Metal Gear Solid: un epilogo complesso e gli spin-off
A questo punto dell’intreccio quasi tutte le persone che conoscono la vera “identità” di The Patriots sono ormai decedute e Solid Snake è incastrato in un frustrante loop in cui cerca disperatamente di risalire all’identità di quelli che crede siano i “patrioti” che manovrano i fili degli Stati Uniti. Una lista di nomi che, in verità, non esiste. Non solo, senza nessuno che sia in grado di guidarla, l’IA si è ormai persa nelle sue perversioni, deviando profondamente dall’ideologia iniziale per incanalarsi in un dedalo di eterna economia della guerra. Ecco dunque che Metal Gear Solid 4: Guns of the Patriots pone una conclusione all’intera vicenda, offrendo risposte a molti dei quesiti che erano rimasti aperti per anni.
2014, Solid Snake dimostra ormai una quantità di anni ben superiore a quella che dovrebbe avere, una fatale conseguenza del processo di clonazione che gli ha dato i natali. Continua a combattere per assicurarsi che l’umanità non venga schiacciata da poteri occulti, ma inizia innegabilmente a essere affaticato, fisicamente e psicologicamente. Un’ultima missione lo conduce in Medio Oriente con l’obiettivo di assassinare Ocelot, l’ultimo vero seguace di Big Boss, un uomo che è fondamentalmente legato alla mitologia della saga e che, di fatto, ne ha sempre dettato il ritmo con atteggiamento discreto e occulto.
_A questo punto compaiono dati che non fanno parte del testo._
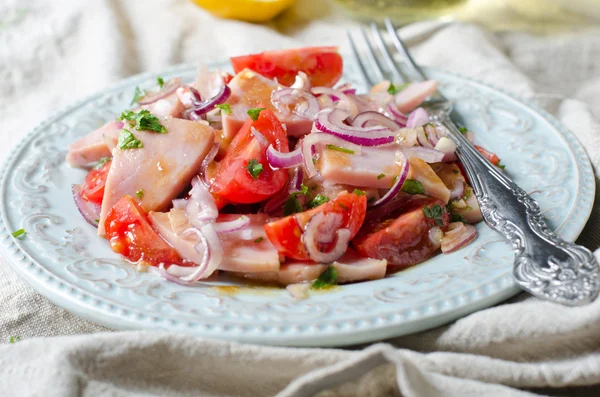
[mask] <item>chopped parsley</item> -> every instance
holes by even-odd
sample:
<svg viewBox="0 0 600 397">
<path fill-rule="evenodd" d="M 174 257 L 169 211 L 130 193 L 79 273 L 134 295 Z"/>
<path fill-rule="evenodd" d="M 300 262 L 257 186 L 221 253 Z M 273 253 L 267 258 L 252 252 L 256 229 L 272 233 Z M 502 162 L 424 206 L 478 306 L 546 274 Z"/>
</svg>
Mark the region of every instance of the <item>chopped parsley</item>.
<svg viewBox="0 0 600 397">
<path fill-rule="evenodd" d="M 337 270 L 335 267 L 329 266 L 327 269 L 325 269 L 325 271 L 323 273 L 321 273 L 319 278 L 317 278 L 313 282 L 311 288 L 312 289 L 325 289 L 325 288 L 329 288 L 333 285 L 336 285 L 337 283 L 338 283 Z"/>
<path fill-rule="evenodd" d="M 342 207 L 346 211 L 350 211 L 350 208 L 348 208 L 345 204 L 342 204 L 342 203 L 338 202 L 337 205 L 340 206 L 340 207 Z"/>
<path fill-rule="evenodd" d="M 329 201 L 329 197 L 322 195 L 321 193 L 317 194 L 312 200 L 306 203 L 307 208 L 315 208 L 320 206 L 321 204 L 325 204 Z"/>
<path fill-rule="evenodd" d="M 165 85 L 165 81 L 164 81 L 164 80 L 163 80 L 163 78 L 162 78 L 162 77 L 160 77 L 160 76 L 158 76 L 158 77 L 156 78 L 156 82 L 158 83 L 158 86 L 159 86 L 160 88 L 163 88 L 163 86 Z"/>
<path fill-rule="evenodd" d="M 131 100 L 130 105 L 139 102 L 146 95 L 146 91 L 140 90 L 140 87 L 135 87 L 135 93 L 133 94 L 133 99 Z"/>
<path fill-rule="evenodd" d="M 352 193 L 359 195 L 359 196 L 364 196 L 365 194 L 367 194 L 363 190 L 360 190 L 360 189 L 354 189 L 354 191 Z"/>
<path fill-rule="evenodd" d="M 10 338 L 8 338 L 8 343 L 17 343 L 20 340 L 21 340 L 20 336 L 11 336 Z"/>
<path fill-rule="evenodd" d="M 379 174 L 377 175 L 377 180 L 383 179 L 385 178 L 385 174 Z"/>
<path fill-rule="evenodd" d="M 473 189 L 465 189 L 465 195 L 463 196 L 463 200 L 467 201 L 469 199 L 469 197 L 471 197 L 471 194 L 473 193 Z"/>
<path fill-rule="evenodd" d="M 498 161 L 498 164 L 496 165 L 498 168 L 500 169 L 504 169 L 504 167 L 506 167 L 504 164 L 500 164 L 500 162 Z"/>
<path fill-rule="evenodd" d="M 256 244 L 258 244 L 258 243 L 261 243 L 261 242 L 263 242 L 263 240 L 264 240 L 264 239 L 265 239 L 264 237 L 259 237 L 259 238 L 257 238 L 256 240 L 254 240 L 254 242 L 255 242 Z"/>
<path fill-rule="evenodd" d="M 252 108 L 248 109 L 248 116 L 254 121 L 258 120 L 258 116 L 260 116 L 260 112 L 265 110 L 266 108 Z"/>
<path fill-rule="evenodd" d="M 16 231 L 12 232 L 12 236 L 14 238 L 19 238 L 19 237 L 23 236 L 25 233 L 27 233 L 25 231 L 25 229 L 19 229 L 19 230 L 16 230 Z"/>
<path fill-rule="evenodd" d="M 402 185 L 402 191 L 408 194 L 425 194 L 423 184 L 416 179 L 407 179 Z"/>
<path fill-rule="evenodd" d="M 215 108 L 221 109 L 221 112 L 225 114 L 231 114 L 231 105 L 228 103 L 222 103 L 220 105 L 215 105 Z"/>
<path fill-rule="evenodd" d="M 254 180 L 257 180 L 258 176 L 264 171 L 262 164 L 259 163 L 256 159 L 248 161 L 246 169 L 248 170 L 248 173 Z"/>
<path fill-rule="evenodd" d="M 135 192 L 135 195 L 137 196 L 137 198 L 139 198 L 140 200 L 144 198 L 144 189 L 140 189 L 137 192 Z"/>
<path fill-rule="evenodd" d="M 141 149 L 144 147 L 144 144 L 137 139 L 131 131 L 123 128 L 119 133 L 119 143 L 117 144 L 117 147 L 121 150 Z"/>
<path fill-rule="evenodd" d="M 442 216 L 444 215 L 444 207 L 434 204 L 431 207 L 423 207 L 423 213 L 429 219 L 435 219 L 435 222 L 442 226 L 444 221 L 442 220 Z"/>
<path fill-rule="evenodd" d="M 461 134 L 466 134 L 469 130 L 467 129 L 467 127 L 458 127 L 458 130 L 461 132 Z"/>
<path fill-rule="evenodd" d="M 308 186 L 306 186 L 304 183 L 302 185 L 300 185 L 300 190 L 297 192 L 294 192 L 292 194 L 303 194 L 303 195 L 307 195 L 308 194 Z"/>
<path fill-rule="evenodd" d="M 128 110 L 121 113 L 121 120 L 133 122 L 138 131 L 154 131 L 159 134 L 166 134 L 167 129 L 160 123 L 158 118 L 148 110 L 140 110 L 138 113 Z"/>
<path fill-rule="evenodd" d="M 94 169 L 99 170 L 104 164 L 108 163 L 110 160 L 112 160 L 110 157 L 102 157 L 100 160 L 98 160 L 98 164 L 94 166 Z"/>
<path fill-rule="evenodd" d="M 390 83 L 390 86 L 388 87 L 387 92 L 391 95 L 396 95 L 397 93 L 399 93 L 400 91 L 402 91 L 403 89 L 405 89 L 408 86 L 409 86 L 409 83 L 400 84 L 398 86 L 395 86 L 394 83 Z"/>
<path fill-rule="evenodd" d="M 462 222 L 462 223 L 467 223 L 467 220 L 465 218 L 463 218 L 462 215 L 459 214 L 452 214 L 452 217 L 450 218 L 450 222 Z"/>
<path fill-rule="evenodd" d="M 298 212 L 302 212 L 302 205 L 296 198 L 295 194 L 290 194 L 290 197 L 283 204 L 283 215 L 288 216 Z"/>
<path fill-rule="evenodd" d="M 458 174 L 458 170 L 452 170 L 452 172 L 454 172 L 455 174 Z"/>
<path fill-rule="evenodd" d="M 370 197 L 370 198 L 367 200 L 367 205 L 371 205 L 371 204 L 373 204 L 374 202 L 375 202 L 375 197 Z"/>
<path fill-rule="evenodd" d="M 346 148 L 331 145 L 331 144 L 325 145 L 325 147 L 329 150 L 337 150 L 338 152 L 342 152 L 342 153 L 354 154 L 354 150 L 346 149 Z"/>
</svg>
Come avrete già intuito, l’intero gioco è pregno di colpi di scena disarmanti, ma il quarto capitolo della serie può fondamentalmente essere riassunto nell’ottica di uno stallo alla messicana composto da tre poteri contrastanti: i The Patriots, i quali vogliono manipolare Snake per liquidare il loro ultimo nemico; Ocelot che vuole sfruttare il protagonista per distruggere la sfera digitale e rilanciare l’umanità in un periodo in cui i combattenti erano più “genuini” e brutali; Snake che vuole eliminare il sistema di dominanza delle IA senza però distruggere quanto c’è di buono nella tecnologia.
Lo stanco condottiero riesce nella sua impresa, ma il suo trionfo è figlio di molti sacrifici: nel suo corpo viene iniettato un ceppo rinnovato del FOXDIE, il quale elimina tutti coloro che avevano inizialmente fondato i The Patriots, compreso Big Boss. Si, in qualche modo è riuscito a sopravvivere abbastanza a lungo da offrire un verboso quanto accattivante soliloquio finale, garantendo una chiusura quasi poetica a un’epica fatta di guerre e tradimenti. Una chiusura che ovviamente è tale solamente se non prendiamo in considerazione i vari spin-off, alcuni dei quali si considerano altamente semi-canonici. Vista la predominante impostazione autoriale della saga e tenendo conto delle opinioni espresse da Kojima stesso, è tacita regola non prestare troppa attenzione alle vicende esplorate nei capitoli non diretti dal creatore del brand, il quale ha sempre desiderato mantenere una supervisione assoluta della propria creatura.
Se già così vi sembra di aver subito fin troppe informazioni, vi assicuriamo che questa nostra sintesi è assolutamente pregna di omissis, non trasmette le alchimie bizzarre, cinematografiche e contorte che sono il carattere vincente della saga. In questa sede non vogliamo d’altronde convincervi a immergervi nel brand – anche se lo consigliamo caldamente -, piuttosto abbiamo voluto sintetizzare una trama che negli anni si è ingarbugliata al punto da diventare complessa oltre a ogni legittima aspettativa. Proprio per questo motivo, se Konami fosse davvero in procinto di riesumare il brand, è facile che la dirigenza scelga effettivamente di ripescare il terzo capitolo – splendido, ma fiaccato da alcune scelte sperimentali poco fortunate -, una direzione che peraltro era già stata ventilata da un semi-remake in salsa pachislot e che certamente offrirebbe un punto di ingresso ideale per tutti i neofiti. Ora la mossa sta al publisher, il quale ci sta certamente facendo aspettare.